2.„Isaac Anderson"
Vor seinem Büro im Flur bleibt er stehen. „Ich hole noch schnell Ihren Vertrag, den können Sie mir, sobald es Ihnen besser geht, einfach mitbringen.", ich nicke nur und will mich auf das Sofa, welches hier steht, setzen, als jemand meinen Namen ruft. „Nick?!"
Wie kann es sein das mich hier jetzt schon jemand kennt?!
Langsam drehe ich mich um und werde schon gleich von irgendeinem Kerl umarmt...und das nicht gerade sanft.
Ich glaube der will mich umbringen!

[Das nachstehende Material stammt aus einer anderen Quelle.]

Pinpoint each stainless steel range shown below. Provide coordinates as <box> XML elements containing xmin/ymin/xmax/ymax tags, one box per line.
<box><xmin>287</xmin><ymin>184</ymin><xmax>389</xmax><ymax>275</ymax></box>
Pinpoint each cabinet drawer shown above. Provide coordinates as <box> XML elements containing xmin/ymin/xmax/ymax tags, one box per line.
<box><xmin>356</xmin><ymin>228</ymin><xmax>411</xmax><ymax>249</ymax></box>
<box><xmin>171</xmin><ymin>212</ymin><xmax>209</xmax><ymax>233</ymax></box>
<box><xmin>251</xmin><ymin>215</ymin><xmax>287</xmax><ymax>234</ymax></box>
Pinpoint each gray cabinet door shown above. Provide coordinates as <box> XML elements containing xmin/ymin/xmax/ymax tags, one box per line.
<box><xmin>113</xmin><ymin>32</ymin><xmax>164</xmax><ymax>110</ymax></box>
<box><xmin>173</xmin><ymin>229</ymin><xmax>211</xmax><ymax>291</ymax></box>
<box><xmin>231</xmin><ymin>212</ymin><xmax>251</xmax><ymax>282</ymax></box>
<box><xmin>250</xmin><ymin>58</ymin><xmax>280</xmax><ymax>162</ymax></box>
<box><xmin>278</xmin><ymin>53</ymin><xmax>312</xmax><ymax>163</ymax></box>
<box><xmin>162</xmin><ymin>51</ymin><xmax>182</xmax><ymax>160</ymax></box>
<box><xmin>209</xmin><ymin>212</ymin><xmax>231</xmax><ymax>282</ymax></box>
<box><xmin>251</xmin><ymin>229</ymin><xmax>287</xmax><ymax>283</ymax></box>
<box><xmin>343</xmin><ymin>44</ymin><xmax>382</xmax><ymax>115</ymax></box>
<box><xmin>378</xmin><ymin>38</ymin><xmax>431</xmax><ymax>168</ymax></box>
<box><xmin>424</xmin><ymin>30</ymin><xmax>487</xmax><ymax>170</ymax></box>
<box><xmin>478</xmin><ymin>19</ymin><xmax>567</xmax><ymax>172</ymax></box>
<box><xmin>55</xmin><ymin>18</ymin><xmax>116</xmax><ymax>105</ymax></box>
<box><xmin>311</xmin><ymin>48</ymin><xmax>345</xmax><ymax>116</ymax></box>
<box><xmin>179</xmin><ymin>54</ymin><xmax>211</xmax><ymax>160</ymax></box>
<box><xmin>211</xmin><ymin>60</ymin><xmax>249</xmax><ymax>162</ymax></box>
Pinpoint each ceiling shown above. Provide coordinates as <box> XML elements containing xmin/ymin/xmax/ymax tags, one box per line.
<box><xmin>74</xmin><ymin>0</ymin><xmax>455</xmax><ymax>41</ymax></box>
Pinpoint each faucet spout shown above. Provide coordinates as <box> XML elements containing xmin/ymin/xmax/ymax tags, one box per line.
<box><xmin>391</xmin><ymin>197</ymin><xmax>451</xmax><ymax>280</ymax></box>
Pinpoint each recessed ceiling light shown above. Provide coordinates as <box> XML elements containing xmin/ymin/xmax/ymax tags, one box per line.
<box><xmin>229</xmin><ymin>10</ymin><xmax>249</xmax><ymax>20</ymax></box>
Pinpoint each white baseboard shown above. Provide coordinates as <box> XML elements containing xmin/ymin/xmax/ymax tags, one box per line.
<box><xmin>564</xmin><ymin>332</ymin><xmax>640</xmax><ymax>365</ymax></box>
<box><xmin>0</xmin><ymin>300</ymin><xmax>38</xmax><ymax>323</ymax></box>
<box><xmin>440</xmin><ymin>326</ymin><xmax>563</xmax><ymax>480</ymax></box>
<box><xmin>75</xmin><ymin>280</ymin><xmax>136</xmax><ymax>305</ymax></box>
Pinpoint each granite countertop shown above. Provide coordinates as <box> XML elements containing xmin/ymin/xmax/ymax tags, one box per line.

Er ist etwas größer als ich, sodass er mich noch ein Stück hochhebt und meine Füße kurz in der Luft baumeln.
Ächzend und mit Tränen in den Augen versuche ich nicht loszuschreien, während ich ihn frage, wer zum Teufel er überhaupt ist. „Alter...wer...bist du?!", „Was? Erkennst du mich etwa nicht mehr? Ich bins! Isaac...Isaac Anderson. Erinnerst du dich?", was zum Teufel macht Isaac denn hier? Wie kommt der denn nach New York?
Wir waren in Deutschland beste Freunde und kennen uns schon unser ganzes Leben lang. Ich habe immer viel mit ihm unternommen, aber als ich später ihn kennenlernte und dadurch alles komischer wurde, habe ich angefangen mich von Isaac fernzuhalten, zu seinem Schutz.
Anfangs habe ich Isaac noch alles erzählt was ihn betraf, aber als es immer schlimmer wurde, erzählte ich ihm immer seltener von meinen Problemen, bis ich schließlich abgehauen bin.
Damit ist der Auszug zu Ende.